Laughter floated over the damp, dark earth of the newly turned vegetable patch quilting the earth behind the cozy house. Apple trees snowed with delicate white blossoms nodded at the bottom of the garden, saturating the drifting breeze with their sweet fragrance. Beyond the apple trees, soft green buds unfurled along the arched branches of the poplars and the intermingled spruce were tipped with tender blue sprays of new needles. Sticky amber casings littered the grass at their roots.

Sam really should have left as soon as they finished discussing the new well Vivid planned to license on Gord's land. Instead, he had lingered with Gord on the back porch, a jug of lemonade on the small cedar-plank table between them, cool spring sun squinting overhead.

Sam held his sketchbook folded open on his lap, a fat, soft-leaded pencil loose between his fingers. Gord picked at his guitar as they talked, strings dancing joyfully under his fingertips. Beneath his battered cowboy hat, his brown hair was cut in a fresh, short style.

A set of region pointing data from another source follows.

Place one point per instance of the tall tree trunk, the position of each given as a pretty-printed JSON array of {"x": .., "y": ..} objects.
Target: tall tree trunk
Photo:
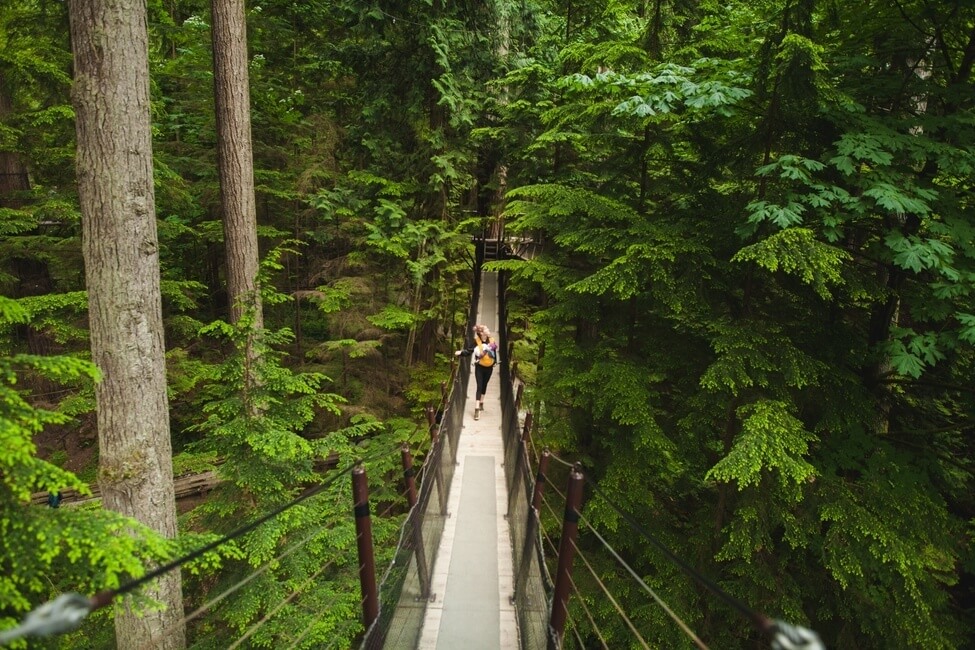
[
  {"x": 235, "y": 156},
  {"x": 121, "y": 251}
]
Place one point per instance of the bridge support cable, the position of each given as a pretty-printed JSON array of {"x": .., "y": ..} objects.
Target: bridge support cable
[
  {"x": 782, "y": 635},
  {"x": 683, "y": 626},
  {"x": 532, "y": 526},
  {"x": 422, "y": 568},
  {"x": 66, "y": 612},
  {"x": 405, "y": 589}
]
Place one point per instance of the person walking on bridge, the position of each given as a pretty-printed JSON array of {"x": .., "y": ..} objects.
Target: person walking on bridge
[{"x": 485, "y": 351}]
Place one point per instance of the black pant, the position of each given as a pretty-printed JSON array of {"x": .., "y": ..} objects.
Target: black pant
[{"x": 482, "y": 374}]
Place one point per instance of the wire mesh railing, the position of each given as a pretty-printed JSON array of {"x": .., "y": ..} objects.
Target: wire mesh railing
[
  {"x": 532, "y": 582},
  {"x": 405, "y": 588}
]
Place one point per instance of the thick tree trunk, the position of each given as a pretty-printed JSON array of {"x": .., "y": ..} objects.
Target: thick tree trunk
[
  {"x": 114, "y": 164},
  {"x": 235, "y": 155}
]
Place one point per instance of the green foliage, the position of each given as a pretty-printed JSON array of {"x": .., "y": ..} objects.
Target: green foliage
[
  {"x": 46, "y": 551},
  {"x": 796, "y": 251},
  {"x": 772, "y": 441},
  {"x": 255, "y": 410}
]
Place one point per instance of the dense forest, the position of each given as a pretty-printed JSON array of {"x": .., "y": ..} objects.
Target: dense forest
[{"x": 752, "y": 313}]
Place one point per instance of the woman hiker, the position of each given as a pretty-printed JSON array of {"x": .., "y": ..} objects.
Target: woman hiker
[{"x": 485, "y": 351}]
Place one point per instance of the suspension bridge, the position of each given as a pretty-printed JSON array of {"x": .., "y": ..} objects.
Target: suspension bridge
[{"x": 474, "y": 568}]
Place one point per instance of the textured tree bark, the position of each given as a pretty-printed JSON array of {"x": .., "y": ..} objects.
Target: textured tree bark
[
  {"x": 114, "y": 165},
  {"x": 235, "y": 155}
]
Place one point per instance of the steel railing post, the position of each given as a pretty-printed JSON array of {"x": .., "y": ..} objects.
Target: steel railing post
[{"x": 567, "y": 550}]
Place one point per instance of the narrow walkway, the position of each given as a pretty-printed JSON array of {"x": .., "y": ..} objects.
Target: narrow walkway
[{"x": 472, "y": 580}]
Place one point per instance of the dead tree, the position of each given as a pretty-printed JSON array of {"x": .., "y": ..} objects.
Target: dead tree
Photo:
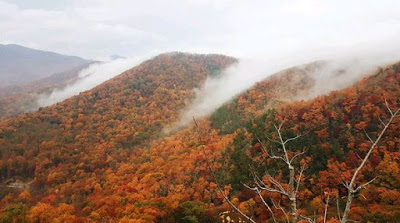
[
  {"x": 277, "y": 187},
  {"x": 351, "y": 188}
]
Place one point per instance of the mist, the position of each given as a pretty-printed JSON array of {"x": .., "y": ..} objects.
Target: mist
[
  {"x": 89, "y": 78},
  {"x": 341, "y": 68}
]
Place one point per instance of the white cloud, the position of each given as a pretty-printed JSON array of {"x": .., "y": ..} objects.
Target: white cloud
[{"x": 90, "y": 77}]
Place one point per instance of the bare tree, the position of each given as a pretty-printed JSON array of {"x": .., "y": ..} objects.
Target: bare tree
[
  {"x": 351, "y": 187},
  {"x": 275, "y": 186}
]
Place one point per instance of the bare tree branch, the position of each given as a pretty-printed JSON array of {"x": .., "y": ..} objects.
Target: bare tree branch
[
  {"x": 350, "y": 186},
  {"x": 280, "y": 208}
]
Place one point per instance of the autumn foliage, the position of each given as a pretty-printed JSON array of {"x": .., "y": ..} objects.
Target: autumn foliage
[{"x": 101, "y": 156}]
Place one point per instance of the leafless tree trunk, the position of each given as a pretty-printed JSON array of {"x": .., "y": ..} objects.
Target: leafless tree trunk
[
  {"x": 352, "y": 190},
  {"x": 277, "y": 187}
]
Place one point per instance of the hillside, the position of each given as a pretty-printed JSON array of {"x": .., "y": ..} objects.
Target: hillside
[
  {"x": 20, "y": 64},
  {"x": 21, "y": 98},
  {"x": 103, "y": 157}
]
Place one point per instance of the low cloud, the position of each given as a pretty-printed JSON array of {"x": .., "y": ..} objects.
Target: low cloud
[
  {"x": 89, "y": 78},
  {"x": 343, "y": 67}
]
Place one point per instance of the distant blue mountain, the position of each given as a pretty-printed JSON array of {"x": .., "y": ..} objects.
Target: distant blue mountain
[{"x": 19, "y": 64}]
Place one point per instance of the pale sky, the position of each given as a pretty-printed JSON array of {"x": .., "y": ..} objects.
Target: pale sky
[{"x": 96, "y": 29}]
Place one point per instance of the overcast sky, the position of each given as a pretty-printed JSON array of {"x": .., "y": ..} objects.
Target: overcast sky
[{"x": 95, "y": 29}]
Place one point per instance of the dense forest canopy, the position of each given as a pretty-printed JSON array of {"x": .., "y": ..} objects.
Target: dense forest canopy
[{"x": 101, "y": 156}]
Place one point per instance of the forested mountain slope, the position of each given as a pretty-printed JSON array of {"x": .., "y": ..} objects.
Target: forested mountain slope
[
  {"x": 20, "y": 64},
  {"x": 103, "y": 157},
  {"x": 21, "y": 98}
]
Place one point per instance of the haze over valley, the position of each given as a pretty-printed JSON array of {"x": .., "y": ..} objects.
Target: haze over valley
[{"x": 199, "y": 111}]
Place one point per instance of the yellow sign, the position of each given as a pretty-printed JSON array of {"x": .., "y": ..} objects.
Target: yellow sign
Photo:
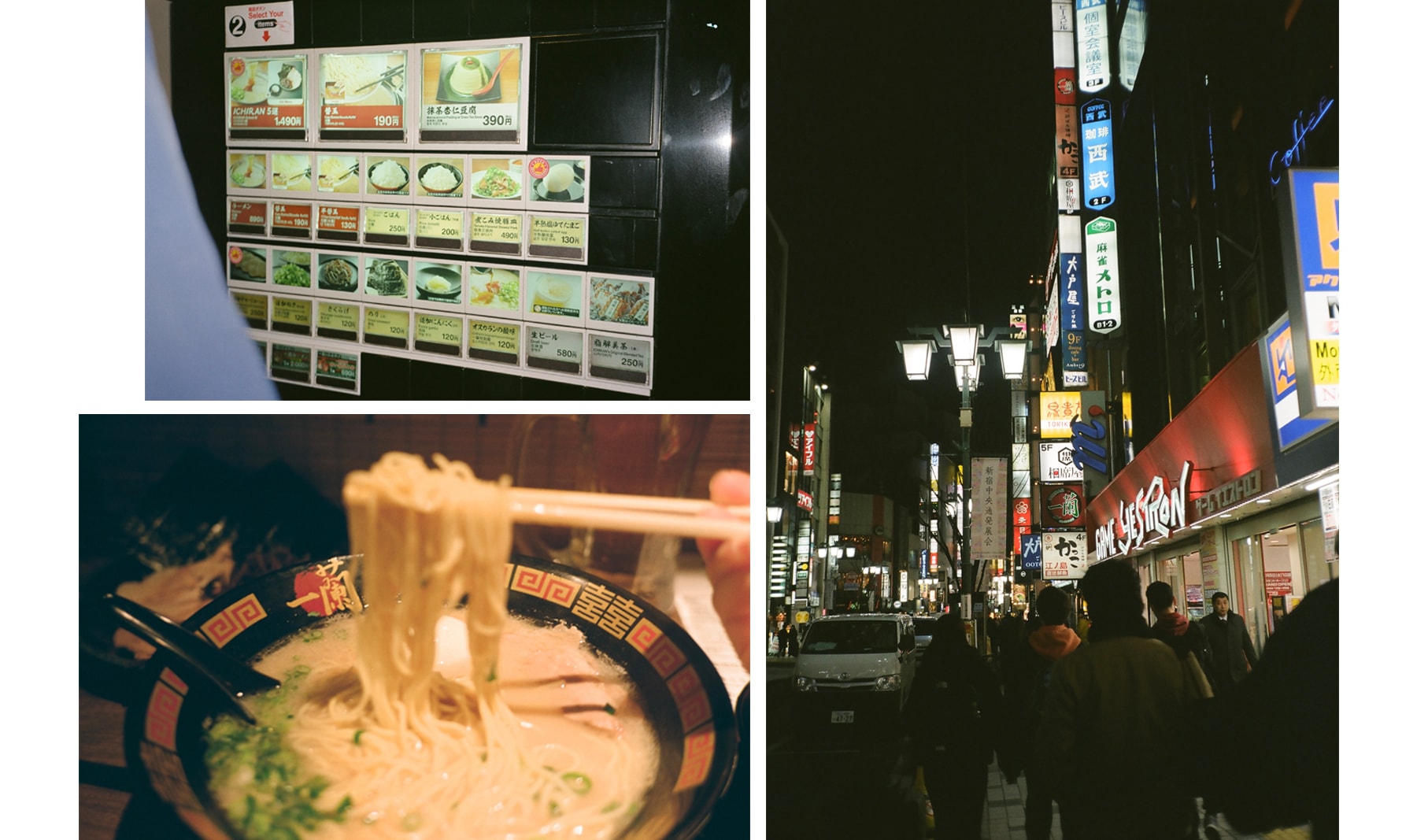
[
  {"x": 496, "y": 227},
  {"x": 439, "y": 224},
  {"x": 439, "y": 329},
  {"x": 338, "y": 316},
  {"x": 496, "y": 338},
  {"x": 390, "y": 220},
  {"x": 567, "y": 232},
  {"x": 292, "y": 312},
  {"x": 1056, "y": 413},
  {"x": 386, "y": 322},
  {"x": 1324, "y": 361},
  {"x": 251, "y": 305}
]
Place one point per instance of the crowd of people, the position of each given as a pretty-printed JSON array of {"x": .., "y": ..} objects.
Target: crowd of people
[{"x": 1128, "y": 724}]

His newly trim, tidy beard framed the square angles of his jaw pleasingly.

"It's just so bizarre," Sam said wistfully, looking out over the enceinte garden. "Sometimes I feel like I don't even know myself anymore."

"How's that?" Gord asked, playing a little melody. Frowning, he played it again, slightly different; then one more time, minutely different again, as Sam spoke.

"It's just-- I mean, the truck and the car was straightforward enough. He needs the truck for work, so I kept the car. No fighting there. The dog was a lot harder. Since I'm away so much with work I couldn't really object to him keeping her, you know? It wouldn't be fair to Molly. But it hurt, and I argued about it even though I knew I shouldn't. And of course, since he has the dog, he needed the house for the yard. I've been living in the condo since we separated, I'm used to it, but the way he just assumed it--" Sam shook his head, watching a black squirrel scamper along the branches of the nearest apple tree.

"Then, of course, there's the money. God, that's been a fight and a half. I'm not making much income with Vivid, we're mostly compensated in shares, but I've always made more money than he does. It's gotten ugly."

Sam laughed, as though he didn't even understand what he was saying.

"And now we're literally fighting over the fucking furniture. I don't know how we got to this point. I can't even imagine what it would be like if there were kids involved. And I never understood why divorce always seemed so acrimonious." He laughed again, ruefully.

Gord strummed a few notes, giving him a considering look. "You made a life together, hard to just divide that up."

"I just never imagined that I would become this person, you know what I mean? This petty asshole. And then one day you wake up and you realize you are that person. It's unsettling."